Aborder l’estuaire à différentes échelles spatiales permet de dresser un portrait de cette vaste étendue marquée par le vide en insistant sur quelques-unes des facettes de cet espace vécu, car l’estuaire se vit dans la grande échelle du géographe, c’est-à-dire dans le petit espace.
Flux, reflux et paysages estuariens
Par son embouchure large de 10 kilomètres, s’engouffrent à chaque marée des eaux salées en provenance de l’océan (entre 1 et 2 millions de mètres cubes). Elles rencontrent un mélange d’eaux douces, issues de tout le bassin versant, provenant pour les deux-tiers du Massif central, et pour le reste des Pyrénées et de ses contreforts. Si cet estuaire est long de 75 à 80 kilomètres (Ambès-Le Verdon et Ambès-Royan à vol d’oiseau), l’influence de la marée dynamique s’enfonce à 170 kilomètres de l’embouchure vers l’intérieur des terres. Avec la hausse du niveau marin (+ 20 centimètres depuis 1940), cette influence tend d’ailleurs à remonter plus loin vers l’amont.

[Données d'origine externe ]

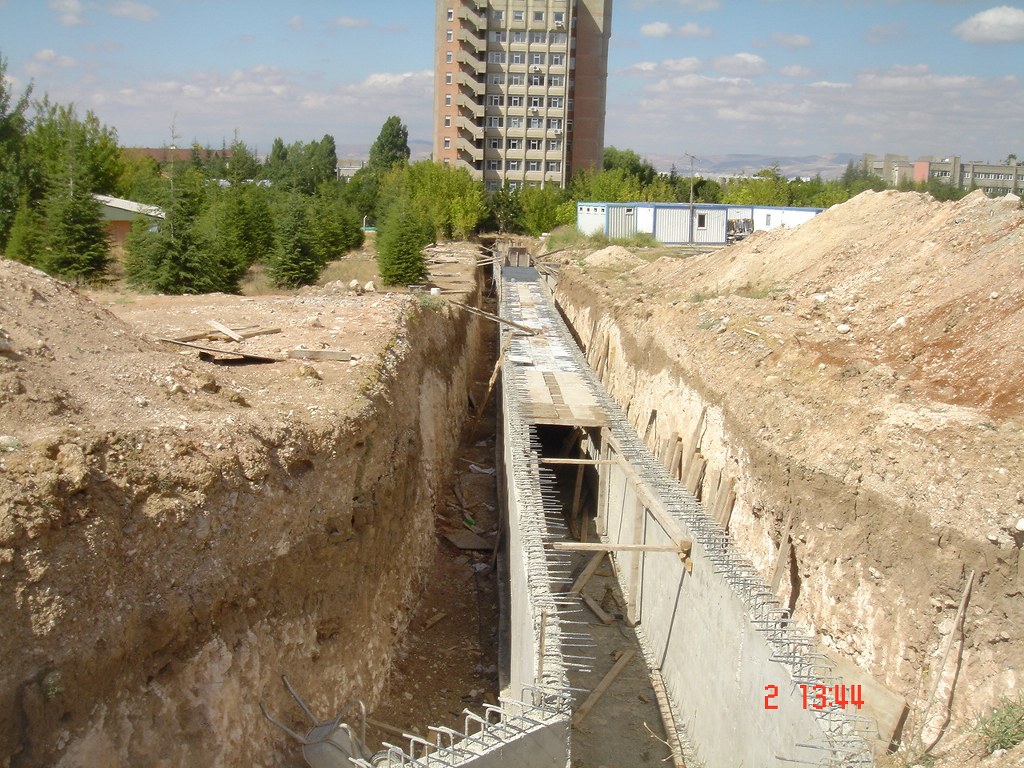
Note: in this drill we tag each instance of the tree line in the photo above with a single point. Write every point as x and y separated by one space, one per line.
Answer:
226 210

Les eaux saumâtres de l’estuaire ne sont pas homogènes : ce mélange d’eaux douces et d’eaux salées qui produit un gradient de salinité variable en fonction du flux (montant ou descendant) et de la saison (au maximum à la fin de l’été) a tendance à augmenter sur le temps long avec la marinisation de l’estuaire, ce qui n’est pas sans incidence sur les terres bordières. La couleur des eaux de l’estuaire est liée aux matières en suspension qu’elles contiennent, aux sédiments qu’elles véhiculent, matières organiques et matières minérales (argiles et sables). Des polluants issus du bassin versant sont également transportés vers l’océan via l’estuaire, dont la qualité est dégradée. Les eaux de l’estuaire se réchauffent (+2 à 3 °C depuis 30 ans), ce qui a des conséquences et pas uniquement sur la vie aquatique.

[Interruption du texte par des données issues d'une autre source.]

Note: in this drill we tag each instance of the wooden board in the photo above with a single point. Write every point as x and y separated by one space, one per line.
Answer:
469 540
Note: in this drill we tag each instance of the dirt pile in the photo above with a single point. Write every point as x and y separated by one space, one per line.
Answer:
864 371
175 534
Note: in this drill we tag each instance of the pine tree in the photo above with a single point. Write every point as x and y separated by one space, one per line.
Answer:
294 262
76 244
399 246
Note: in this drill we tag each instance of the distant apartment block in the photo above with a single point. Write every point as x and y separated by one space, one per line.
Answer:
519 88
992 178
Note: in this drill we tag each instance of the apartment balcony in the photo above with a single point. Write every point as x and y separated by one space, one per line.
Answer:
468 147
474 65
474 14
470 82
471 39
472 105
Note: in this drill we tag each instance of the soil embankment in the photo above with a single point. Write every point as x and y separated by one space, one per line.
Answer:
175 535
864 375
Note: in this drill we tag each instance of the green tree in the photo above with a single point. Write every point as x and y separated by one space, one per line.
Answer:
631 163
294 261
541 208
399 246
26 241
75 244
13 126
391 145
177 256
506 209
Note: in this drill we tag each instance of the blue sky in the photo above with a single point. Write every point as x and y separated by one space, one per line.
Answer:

Dans le temps long, les évolutions du niveau marin marquent les paysages estuariens qui changent également au gré de la puissance du flux et du reflux : à chaque marée, le marnage est important, c’est-à-dire que le niveau de l’eau s’élève et s’abaisse de plusieurs mètres (de 2 à 6 mètres) en fonction du coefficient de marée et de la localisation du point de mesure dans l’estuaire. Cette variabilité du paysage se manifeste aujourd’hui encore, et sur un laps de temps plus court, par le déplacement dans le lit de la Gironde de bancs de sable, sous l’influence des tempêtes et des courants : recouverts de sédiments apportés par les grandes crues, ces bancs peuvent se stabiliser jusqu’à former des îles. Les extractions de granulats dans le fond du lit mineur peuvent entraîner une baisse localisée du niveau de l’eau (1 à 2 mètres en moyenne entre Bordeaux et Cadillac, jusqu’à 6 mètres par endroits). C’est pourquoi depuis 1982, ces extractions qui modifient les frayères d’espèces comme l’esturgeon d’Europe, sont interdites afin de réduire la pression sur les milieux estuariens ainsi que le risque de salinisation des nappes d’eau alluviales.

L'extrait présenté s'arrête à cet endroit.